Однако с точки зрения сегодняшнего дня дворцовый комплекс представлял собой неприглядное и непрактичное нагромождение зданий, уродливых и старомодных. Но Хэксби считал, что при наличии денег и хорошего архитектора все можно исправить. Иниго Джонс показал это на примере Банкетного дома. Просто снести все и перестроить, оставив Банкетный дом в качестве образца, – и ошибиться будет сложно.
А вот Кокпит – это совсем другое дело. Он с самого начала представлял собой проблему. Причиной служила Кинг-стрит, главная общественная улица, идущая от Чаринг-Кросс к Вестминстеру. Генрих VIII сумел противостоять папе римскому, провозгласить себя главой Англиканской церкви и отрубить голову двум женам, но не смог закрыть Кинг-стрит. Ему не позволили сделать это законы королевства и его подданные.

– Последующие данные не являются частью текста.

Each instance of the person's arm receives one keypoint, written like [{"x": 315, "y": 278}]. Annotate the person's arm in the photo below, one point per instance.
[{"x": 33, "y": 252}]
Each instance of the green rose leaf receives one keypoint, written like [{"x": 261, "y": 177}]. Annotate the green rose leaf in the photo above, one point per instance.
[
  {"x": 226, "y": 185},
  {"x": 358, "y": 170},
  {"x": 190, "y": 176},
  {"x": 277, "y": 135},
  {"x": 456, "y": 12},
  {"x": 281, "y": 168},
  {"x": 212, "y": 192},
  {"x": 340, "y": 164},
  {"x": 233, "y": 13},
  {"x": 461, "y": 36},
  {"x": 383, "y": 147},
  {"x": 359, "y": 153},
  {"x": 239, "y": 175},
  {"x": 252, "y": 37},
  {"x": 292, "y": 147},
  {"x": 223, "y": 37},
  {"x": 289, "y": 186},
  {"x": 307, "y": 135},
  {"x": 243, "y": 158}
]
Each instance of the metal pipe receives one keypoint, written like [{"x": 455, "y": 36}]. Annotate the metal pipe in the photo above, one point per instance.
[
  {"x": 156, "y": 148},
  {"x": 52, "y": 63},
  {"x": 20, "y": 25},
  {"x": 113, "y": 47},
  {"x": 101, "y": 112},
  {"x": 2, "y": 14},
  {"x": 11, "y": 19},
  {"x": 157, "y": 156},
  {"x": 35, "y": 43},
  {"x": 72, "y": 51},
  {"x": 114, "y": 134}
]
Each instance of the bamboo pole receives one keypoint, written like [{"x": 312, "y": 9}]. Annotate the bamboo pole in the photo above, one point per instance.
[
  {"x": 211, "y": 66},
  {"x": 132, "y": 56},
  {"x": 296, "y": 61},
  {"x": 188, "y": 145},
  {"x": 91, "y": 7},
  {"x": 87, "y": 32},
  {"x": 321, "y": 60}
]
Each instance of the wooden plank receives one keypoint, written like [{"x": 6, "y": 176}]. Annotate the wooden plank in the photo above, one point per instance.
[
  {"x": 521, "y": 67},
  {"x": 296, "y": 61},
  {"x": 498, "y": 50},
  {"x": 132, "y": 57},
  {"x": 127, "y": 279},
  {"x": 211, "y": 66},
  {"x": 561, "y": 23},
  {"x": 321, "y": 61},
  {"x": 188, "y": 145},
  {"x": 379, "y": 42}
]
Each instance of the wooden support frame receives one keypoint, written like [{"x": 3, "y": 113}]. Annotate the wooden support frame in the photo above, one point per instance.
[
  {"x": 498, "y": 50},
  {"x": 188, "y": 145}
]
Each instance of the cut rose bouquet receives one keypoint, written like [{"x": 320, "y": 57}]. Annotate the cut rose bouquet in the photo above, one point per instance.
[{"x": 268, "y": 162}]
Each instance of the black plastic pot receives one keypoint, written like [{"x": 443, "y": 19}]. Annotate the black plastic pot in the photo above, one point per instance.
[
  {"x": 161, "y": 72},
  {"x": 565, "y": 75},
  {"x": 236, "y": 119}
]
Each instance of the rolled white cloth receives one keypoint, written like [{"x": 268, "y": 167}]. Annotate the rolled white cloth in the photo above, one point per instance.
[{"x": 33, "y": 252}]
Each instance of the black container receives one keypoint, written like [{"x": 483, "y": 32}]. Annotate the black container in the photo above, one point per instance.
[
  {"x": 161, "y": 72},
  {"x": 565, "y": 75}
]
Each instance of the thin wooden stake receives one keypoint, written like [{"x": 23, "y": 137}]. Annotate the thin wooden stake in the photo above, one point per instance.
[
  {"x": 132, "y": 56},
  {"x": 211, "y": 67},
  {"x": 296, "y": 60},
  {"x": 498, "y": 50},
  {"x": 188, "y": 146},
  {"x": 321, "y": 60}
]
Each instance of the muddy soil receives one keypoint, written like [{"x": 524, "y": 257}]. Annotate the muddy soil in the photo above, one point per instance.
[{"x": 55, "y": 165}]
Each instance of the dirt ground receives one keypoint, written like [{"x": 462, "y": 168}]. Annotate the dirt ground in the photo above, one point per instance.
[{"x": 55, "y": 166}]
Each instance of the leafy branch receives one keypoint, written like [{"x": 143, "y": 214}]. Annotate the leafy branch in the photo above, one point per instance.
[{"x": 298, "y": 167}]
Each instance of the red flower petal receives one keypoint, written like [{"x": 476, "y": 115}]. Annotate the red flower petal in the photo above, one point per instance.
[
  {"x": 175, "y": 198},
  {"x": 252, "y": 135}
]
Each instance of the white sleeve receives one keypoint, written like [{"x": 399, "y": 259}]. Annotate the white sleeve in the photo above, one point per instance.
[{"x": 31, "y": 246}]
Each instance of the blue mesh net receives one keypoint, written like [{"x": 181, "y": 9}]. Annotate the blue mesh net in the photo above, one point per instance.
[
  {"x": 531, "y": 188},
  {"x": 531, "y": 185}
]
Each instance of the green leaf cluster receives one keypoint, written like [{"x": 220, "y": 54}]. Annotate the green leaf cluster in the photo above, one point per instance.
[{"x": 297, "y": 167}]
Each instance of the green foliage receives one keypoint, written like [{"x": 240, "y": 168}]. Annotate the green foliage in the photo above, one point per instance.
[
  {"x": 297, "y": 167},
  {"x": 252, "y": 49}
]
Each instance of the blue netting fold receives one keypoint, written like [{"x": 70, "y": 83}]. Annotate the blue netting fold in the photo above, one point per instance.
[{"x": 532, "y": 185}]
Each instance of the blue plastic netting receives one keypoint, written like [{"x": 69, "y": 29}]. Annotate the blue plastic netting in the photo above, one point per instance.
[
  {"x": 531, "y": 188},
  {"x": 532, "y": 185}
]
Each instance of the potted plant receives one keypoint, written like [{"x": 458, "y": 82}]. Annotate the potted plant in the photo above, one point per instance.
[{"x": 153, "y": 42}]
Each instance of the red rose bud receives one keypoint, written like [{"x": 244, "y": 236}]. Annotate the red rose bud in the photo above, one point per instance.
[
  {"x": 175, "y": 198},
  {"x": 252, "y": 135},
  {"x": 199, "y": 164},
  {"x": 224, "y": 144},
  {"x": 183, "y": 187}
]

Кинг-стрит отделяла главный дворец у реки от Сент-Джеймсского парка и прелестей охоты, и Генрих VIII приказал построить на Кинг-стрит двое ворот, которые служили одновременно и мостами, поскольку позволяли ему и его придворным проезжать над дорогой из резиденции в парк.
Дело было не только в любви к охоте. На стороне парка, в западной части Кинг-стрит, Генрих VIII построил площадку для рыцарских состязаний – ристалище, открытые и закрытые корты для тенниса и других подобных игр, а еще Кокпит – большую крытую арену для петушиных боев. Забава хоть куда: люди делают ставки и орут как умалишенные, наблюдая за тем, как две маленькие разъяренные птицы разносят друг друга в клочья. Были там и жилые здания, и сады для придворных и официальных лиц, а также помещения для частных приемов и развлечений. И все это строилось совершенно бессистемно. В расчет не бралось ничего, кроме удобства короля, его причуд и способности найти деньги, которые были способны эти причуды удовлетворить.
Хэксби не раз повторял Кэт, что со времен Генриха VIII Кокпит и множество окружающих его зданий приходили все в больший упадок, как и остальная часть Уайтхолла. Каждый следующий монарх что-то добавлял, а что-то сносил. Сменялись поколения придворных, и все пытались внести изменения в соответствии с собственными корыстными интересами.